Courier & Exim: Logging Passwords

[interactive]

Hello,
Kind of an odd request, but we're planning on migrating our mailserver. As part of this process we have to convert all mail user's passwords. We could run L0ptCrack to jam out the roughly 3,100 mailboxes, but this would take quite a while.

However, after doing some testing I discovered that with Courier & Exim (on a differently configured non-CPanel server), you can turn up the logging levels. So I've changed /etc/syslog.conf from mail.info to mail.debug and it works perfectly.

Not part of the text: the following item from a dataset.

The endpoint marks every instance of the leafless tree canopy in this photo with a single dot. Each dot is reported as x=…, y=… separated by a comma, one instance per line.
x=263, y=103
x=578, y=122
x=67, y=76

User's passwords are logged in clear text.

Here's the configuration section that I have working on a non-CPanel server and it logs passwords in clear text perfectly:

Code:

cram:
  driver = cram_md5
  public_name = CRAM-MD5       
  server_advertise_condition = *
  server_secret = ${lookup mysql{SELECT userClearPassword FROM mailUsers WHERE userEmailAddress = '${quote_mysql:$1}'}{$value}fail}
  server_set_id = $1

Obviously we already have the passwords stored in clear text, but there's gotta be a way to where we can get this to work.

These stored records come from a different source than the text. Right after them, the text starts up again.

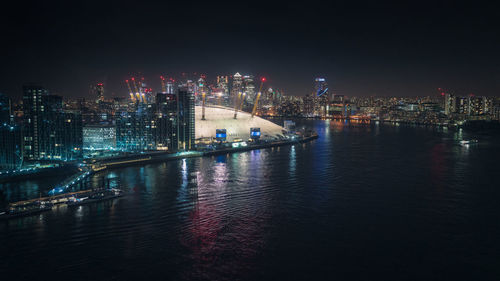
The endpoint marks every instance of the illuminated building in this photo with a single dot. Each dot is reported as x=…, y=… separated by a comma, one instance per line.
x=477, y=105
x=462, y=105
x=11, y=156
x=99, y=137
x=249, y=87
x=237, y=86
x=449, y=104
x=222, y=84
x=5, y=110
x=50, y=133
x=100, y=92
x=223, y=118
x=33, y=111
x=135, y=129
x=166, y=121
x=185, y=119
x=320, y=87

Here's the configuration from our CPanel server:

Code:

fixed_plain:
driver = plaintext
public_name = PLAIN
server_prompts = :
server_condition = "${perl{checkuserpass}{$1}{$2}{$3}}"
server_set_id = $2

fixed_login:
driver = plaintext
public_name = LOGIN
server_prompts = "Username:: : Password::"
server_condition = "${perl{checkuserpass}{$1}{$2}}"
server_set_id = $1

I'm hesitant to modify the configuration for the CPanel server because I obviously don't want to prevent user's from checking their e-mail.

As a last resort, is there anyway I could modify the $perl{checkuserpass} to get it to possible log all of the converted passwords? Then I could do just a dictionary brute force on our mail users.

Thanks, any insight would be greatly appreciate.

[interactive]

Anyone have any suggestions on this?